District staff member Carmen presented the district's approach to universal Tier 1 instruction as part of its MTSS (multi-tiered system of supports) and High Reliability Schools work. The presentation described five building blocks for universal instruction: time and opportunity, assessment for learning, priority standards and behavior expectations, instructional practices, and instructional materials and curriculum review.
Carmen said the district uses universal screeners three times a year (fall, winter, spring) to monitor whether students are on track for the Iowa assessment, and PLC cycles structured around four questions to evaluate student learning and plan supports for students who are below or exceeding proficiency. The district's work includes a crosswalk of NASOT (new arts and science of teaching) strategies with AVID and SIOP to support ELL/multilingual learners and college-career readiness.

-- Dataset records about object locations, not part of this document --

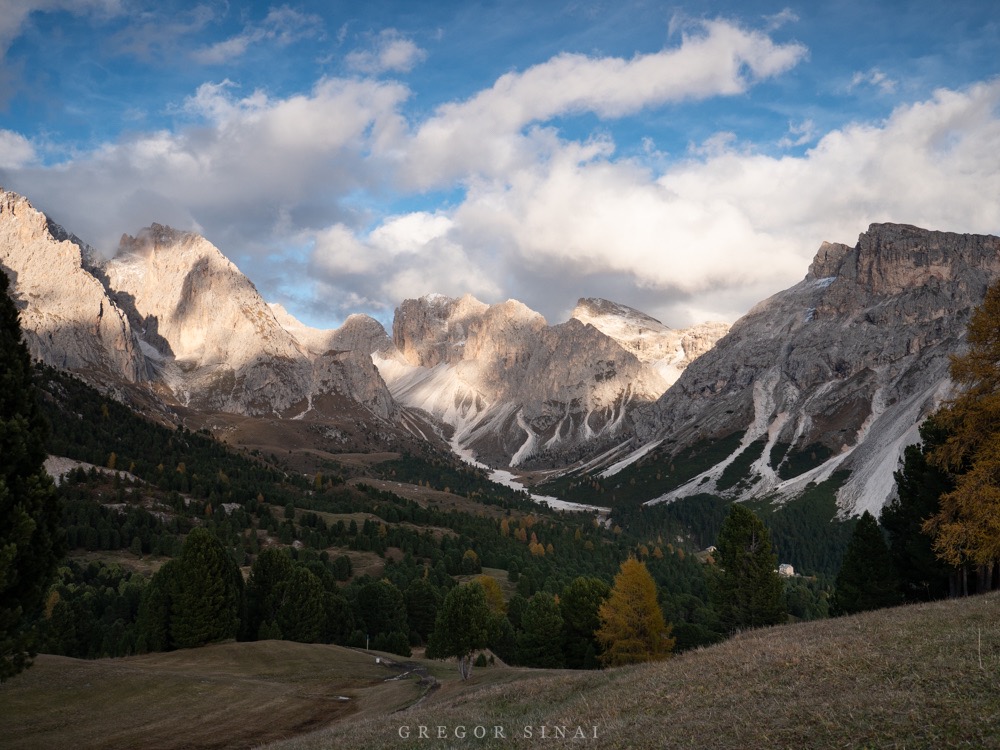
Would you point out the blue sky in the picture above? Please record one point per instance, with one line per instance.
(683, 158)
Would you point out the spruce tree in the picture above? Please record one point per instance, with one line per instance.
(866, 579)
(580, 602)
(919, 487)
(208, 603)
(540, 642)
(302, 615)
(747, 592)
(31, 542)
(269, 572)
(463, 626)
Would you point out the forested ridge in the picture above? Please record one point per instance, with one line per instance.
(176, 540)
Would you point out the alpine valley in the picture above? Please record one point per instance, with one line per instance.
(823, 384)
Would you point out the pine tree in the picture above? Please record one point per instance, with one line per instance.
(422, 602)
(155, 606)
(462, 627)
(580, 603)
(268, 574)
(31, 543)
(747, 592)
(540, 642)
(632, 627)
(208, 603)
(867, 579)
(919, 487)
(302, 615)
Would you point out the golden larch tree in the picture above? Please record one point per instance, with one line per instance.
(966, 529)
(632, 628)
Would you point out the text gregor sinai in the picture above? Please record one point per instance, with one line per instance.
(496, 732)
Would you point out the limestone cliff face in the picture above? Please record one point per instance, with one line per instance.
(669, 351)
(836, 372)
(68, 318)
(217, 345)
(516, 390)
(172, 315)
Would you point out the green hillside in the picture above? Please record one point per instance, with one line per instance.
(921, 676)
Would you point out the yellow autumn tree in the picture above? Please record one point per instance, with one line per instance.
(966, 528)
(632, 628)
(494, 594)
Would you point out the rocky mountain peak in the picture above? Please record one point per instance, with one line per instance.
(835, 372)
(667, 350)
(66, 314)
(590, 309)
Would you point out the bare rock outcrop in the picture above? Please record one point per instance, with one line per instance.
(516, 390)
(68, 319)
(837, 371)
(669, 351)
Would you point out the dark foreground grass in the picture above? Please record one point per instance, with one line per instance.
(924, 676)
(233, 695)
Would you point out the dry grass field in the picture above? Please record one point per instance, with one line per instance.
(925, 676)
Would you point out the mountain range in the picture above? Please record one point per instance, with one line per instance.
(829, 378)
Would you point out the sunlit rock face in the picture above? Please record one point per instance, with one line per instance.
(838, 370)
(516, 390)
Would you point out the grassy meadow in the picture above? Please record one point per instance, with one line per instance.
(921, 676)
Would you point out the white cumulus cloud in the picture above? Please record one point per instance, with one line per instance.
(391, 52)
(484, 134)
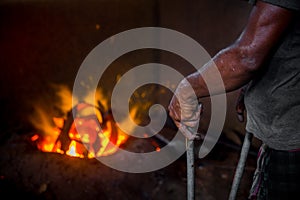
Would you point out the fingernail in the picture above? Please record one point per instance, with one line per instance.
(241, 118)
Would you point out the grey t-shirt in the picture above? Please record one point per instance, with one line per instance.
(273, 99)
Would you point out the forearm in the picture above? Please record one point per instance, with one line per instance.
(237, 64)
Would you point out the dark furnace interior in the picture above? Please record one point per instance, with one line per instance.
(43, 44)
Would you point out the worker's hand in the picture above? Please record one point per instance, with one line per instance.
(240, 105)
(185, 110)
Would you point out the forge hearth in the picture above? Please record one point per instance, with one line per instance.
(25, 171)
(43, 43)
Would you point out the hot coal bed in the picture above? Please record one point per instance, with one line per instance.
(42, 154)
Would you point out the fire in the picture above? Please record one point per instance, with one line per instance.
(85, 131)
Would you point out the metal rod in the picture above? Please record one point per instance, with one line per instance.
(240, 167)
(190, 169)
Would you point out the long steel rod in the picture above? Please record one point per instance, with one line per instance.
(240, 167)
(190, 169)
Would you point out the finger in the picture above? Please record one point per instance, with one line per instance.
(186, 132)
(240, 117)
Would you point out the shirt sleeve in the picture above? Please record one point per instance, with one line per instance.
(289, 4)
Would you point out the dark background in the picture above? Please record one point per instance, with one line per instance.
(44, 42)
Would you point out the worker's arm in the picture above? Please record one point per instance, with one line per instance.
(237, 64)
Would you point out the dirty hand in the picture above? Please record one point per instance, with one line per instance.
(240, 105)
(185, 110)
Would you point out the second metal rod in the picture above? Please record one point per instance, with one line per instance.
(190, 169)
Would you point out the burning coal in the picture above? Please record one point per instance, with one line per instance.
(87, 130)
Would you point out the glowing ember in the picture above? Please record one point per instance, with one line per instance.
(90, 133)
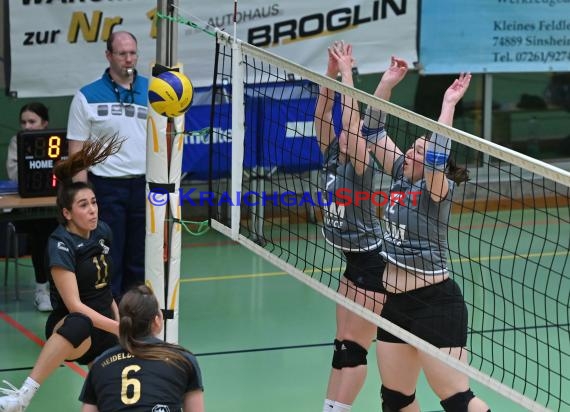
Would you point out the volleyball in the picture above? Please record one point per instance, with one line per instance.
(170, 93)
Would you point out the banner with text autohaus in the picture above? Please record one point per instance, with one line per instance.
(494, 36)
(56, 47)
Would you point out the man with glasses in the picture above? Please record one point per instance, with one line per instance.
(116, 104)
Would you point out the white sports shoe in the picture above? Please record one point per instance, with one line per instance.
(42, 300)
(13, 401)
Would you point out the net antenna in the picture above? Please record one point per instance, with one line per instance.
(164, 164)
(508, 237)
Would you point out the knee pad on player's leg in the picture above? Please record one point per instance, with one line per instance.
(337, 355)
(76, 328)
(458, 402)
(393, 401)
(352, 354)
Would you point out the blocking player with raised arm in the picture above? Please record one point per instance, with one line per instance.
(143, 372)
(423, 298)
(354, 229)
(84, 322)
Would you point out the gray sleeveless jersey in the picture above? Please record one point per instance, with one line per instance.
(348, 226)
(415, 232)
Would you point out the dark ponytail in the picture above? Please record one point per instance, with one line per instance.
(92, 153)
(137, 311)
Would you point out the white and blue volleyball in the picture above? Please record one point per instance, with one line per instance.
(170, 93)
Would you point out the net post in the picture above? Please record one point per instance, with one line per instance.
(238, 138)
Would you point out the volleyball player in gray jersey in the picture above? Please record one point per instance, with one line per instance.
(423, 299)
(351, 226)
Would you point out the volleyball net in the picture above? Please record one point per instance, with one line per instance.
(508, 236)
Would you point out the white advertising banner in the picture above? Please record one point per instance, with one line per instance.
(56, 47)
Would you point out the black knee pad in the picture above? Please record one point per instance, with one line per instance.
(352, 354)
(337, 356)
(76, 328)
(393, 401)
(458, 402)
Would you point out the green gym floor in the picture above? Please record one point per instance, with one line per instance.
(262, 338)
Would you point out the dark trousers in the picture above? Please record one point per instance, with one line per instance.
(122, 206)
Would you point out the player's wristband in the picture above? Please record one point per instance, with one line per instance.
(374, 119)
(437, 152)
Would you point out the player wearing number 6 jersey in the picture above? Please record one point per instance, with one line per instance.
(83, 323)
(143, 373)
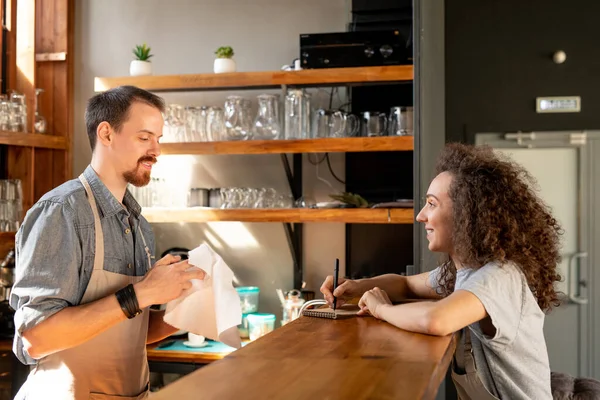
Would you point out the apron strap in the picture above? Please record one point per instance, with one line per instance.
(148, 254)
(99, 235)
(468, 353)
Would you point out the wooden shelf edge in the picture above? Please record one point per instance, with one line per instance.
(298, 215)
(261, 79)
(326, 145)
(33, 140)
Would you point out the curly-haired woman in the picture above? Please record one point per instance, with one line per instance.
(502, 247)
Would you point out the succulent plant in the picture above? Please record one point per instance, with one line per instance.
(351, 199)
(224, 52)
(142, 52)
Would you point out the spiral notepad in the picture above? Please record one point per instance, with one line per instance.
(345, 311)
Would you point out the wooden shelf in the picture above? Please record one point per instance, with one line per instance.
(328, 145)
(33, 140)
(348, 215)
(261, 79)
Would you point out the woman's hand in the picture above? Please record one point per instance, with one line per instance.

Carmen described the curriculum-review system as an eight-year cycle with annual audits and a year-two self-study committee that includes board members, teachers, parents and students; the district audits curriculum annually and does not wait eight years to make amendments. Board members asked how community requests to change curricular content would be handled; staff said such requests follow the curriculum-vetting rubric, are reviewed by instructional teams and administrators and can be incorporated in-year when vetted through the established process.
The presentation was informational; directors asked for more detail on Tier 2 and Tier 3 interventions at the next meeting.